Today I spoke with my grandfather, it never ceases to amaze me how iron-willed and open minded he is, despite the fact that for almost two years my mother FORBADE me to tell him of my transsexual status, and my plans of transitioning from male to female. She swore he'd have a heart attack and die. Natural causes were the most condemning threat my parents used on me for the longest time. If I should shave my legs or wear a dress, my parents bodies would give way to the shock and stress, and pass away. Far be it for me to begin hormone treatment, and change my name. Charged with the guilt of my mother's murder how could I transition in comfort, but as you can see, my family is still there. I do worry for my elderly grandmother though.
He told me every time he comes to see me, grandma asks if I look different when he comes home, and he tells her I look the same, and he doesn't know what exactly I'm doing. Ouch, do I really look exactly the same? My body is changed so much, and my face is so soft compared to the Carpathian mountains I had for a jaw when I started, heavily forested and all. I do wear baggy clothes though, when I see my family, so as to make things easier on them.
I didn't want to tell him that I dress as a girl now, that I fear for my life taking the train at night, but somehow the conversation, and all the wonderful and terrifying truths came out. His main concern is for my safety, that is, that people do not lash out with physical violence. My concern is also this. I can get used to dirty looks and cruel remarks, but if someone shoots me in the face what am I gonna say to that?

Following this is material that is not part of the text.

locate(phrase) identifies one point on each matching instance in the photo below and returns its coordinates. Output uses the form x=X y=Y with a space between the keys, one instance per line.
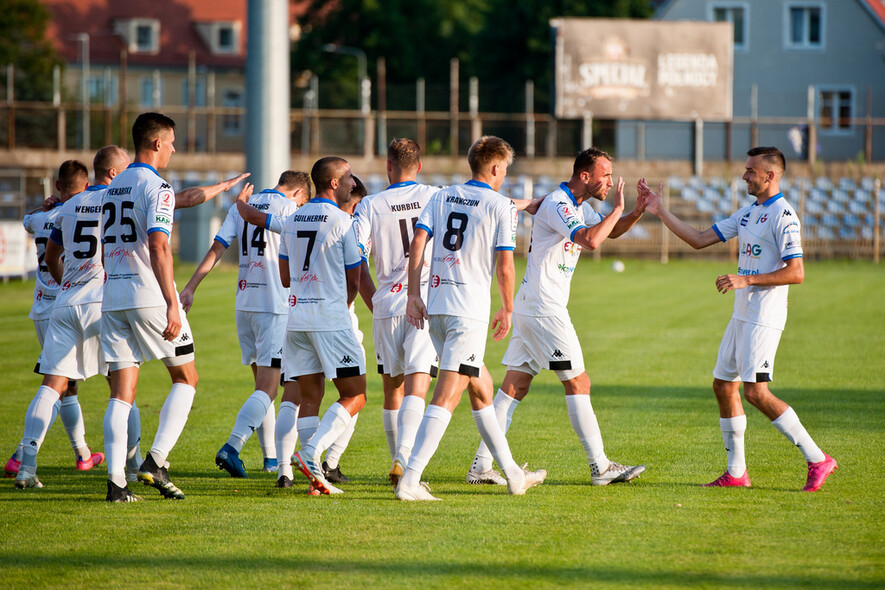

Where the hell is the balance, between dressing in a way that brings me a sense of identity, and dressing in a way that provokes disaster, or does such a thing even exist. I don't wear dresses yet, and I don't really wear my skirt that often. I started painting my nails and stuff, I haven't gotten on to make-up for the simple issue of I have no idea how to apply makeup without making myself look like a clown. I've never done it before. The dirty looks have started up as expected, but what do I do?
I came home and took my baggy shirt off, my tight tank top underneath, in my opinion far more flattering, but apparently I'm too fat for something that shows a lil of my tummy, so I'll only wear it as an under...thing. So says my roommate and her mother anyways. After talking a bit with my friend, she told me that she was talking with her friend, about my apparently, ape-like posture and mannerisms. I didn't know it was that bad... apparently she did a walk like me in front of her friend, and her friend laughed and said "that's just mean." I really didn't realize I was quite this bad. I know I need work but geeze.
So after this I received a bit of coaching on walking and standing more like a girl, and I tried as best as I can to correct my ape-like posture and walk. Another description I heard tonight was "bull-dyke" I think that's a bit of an improvement to "ape-like" since most butch chicks I know, are far more civilized than apes. She told me to stand with one leg straight and that hip up, and the other leg at an angle. I see girls standing like that alot, but it seems an exaggeration to stand like that ALL the time. I guess I'm one big walking social faux-pas, no wonder people stare at me, as though I were the Frankenstein monster.
Later however she told me something chillingly painful. She said that in discussion of me, her and her friend said my aura was androgynous, neither male nor female. Consider me what you will, in believing in auras and such things, but this roommate, friend of mine, for all her flaws, is someone I trust implicitly for council on all things regarding the spirit. If she told me that, there is no doubt in my mind that it must be the truth.
So why the hell does knowing that, though I believe I already knew it, hurt so much. I'm not having second thoughts about transitioning. I'm not regretting what I've become. I'm not considering transitioning back into a man, the thought seems absolutely abominable. I know I'm not the very model of a typical feminine woman, particularly in the unforgiving world of transsexual stereotypes... but I always believed myself to be a woman nonetheless.